The lens provides high contrast due to negative spherical aberration in the central optic zone and is designed to balance out the positive spherical aberration of the cornea. The peripheral zone changes gradually from negative to positive spherical aberration, providing tolerance to tilt and decentration. As a result, the patient enjoys better vision.

The CT Lucia 621P/PY comes in a fully preloaded injector, making it easy to use. Compared to other hydrophobic acrylic monofocual IOLs, it has longer haptics and a large angle of contact (AoC), which improves lens stability and centration.1 Dr Yeo referenced a study by Dr Antonino Cuttitta, which measured the pseudophakic anterior chamber depth of 60 patients at one week and one month after surgery, and found that the CT Lucia 621P/PY maintained the same position at both time points, indicating its good stability within the capsular bag.2

Dr Yeo further shared his clinical results with the CT Lucia 621P. The refractive predictability of the IOL was excellent, especially with modern IOL formulas such as Barrett Universal II, EVO 2.0, and Kane, achieving 89.5% to 94.7% within 0.5D.

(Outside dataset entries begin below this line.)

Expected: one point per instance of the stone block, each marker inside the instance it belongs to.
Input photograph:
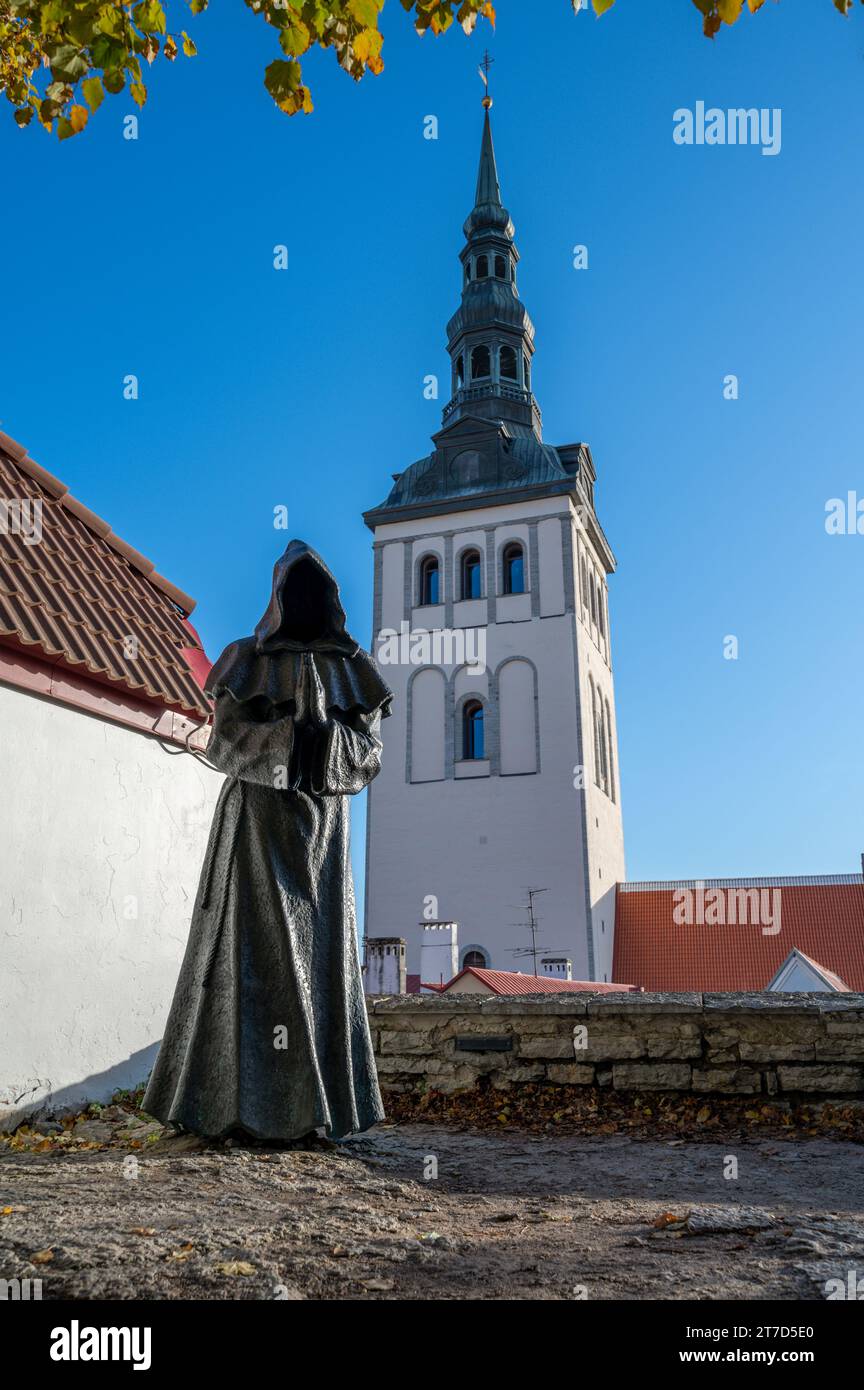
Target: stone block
(778, 1051)
(727, 1080)
(652, 1076)
(570, 1073)
(547, 1045)
(838, 1080)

1. Borkenstein A.F., Borkenstein E.M., Geometry of acrylic, hydrophobic IOLs and changes in haptic-capsular bag relationship according to compression and different well diameters: A bench study using computed tomography. Ophthalmol Ther. 2022 Apr;11(2):711-727. doi: 10.1007/s40123-022-00469-z. Epub 2022 Feb 5. PMID: 35122227; PMCID: PMC8927568.
2. Cuttitta A., Examining stability of aspheric IOL in cataract patients. Ophthalmology Times. Volume 46. Issue 8, May 2021.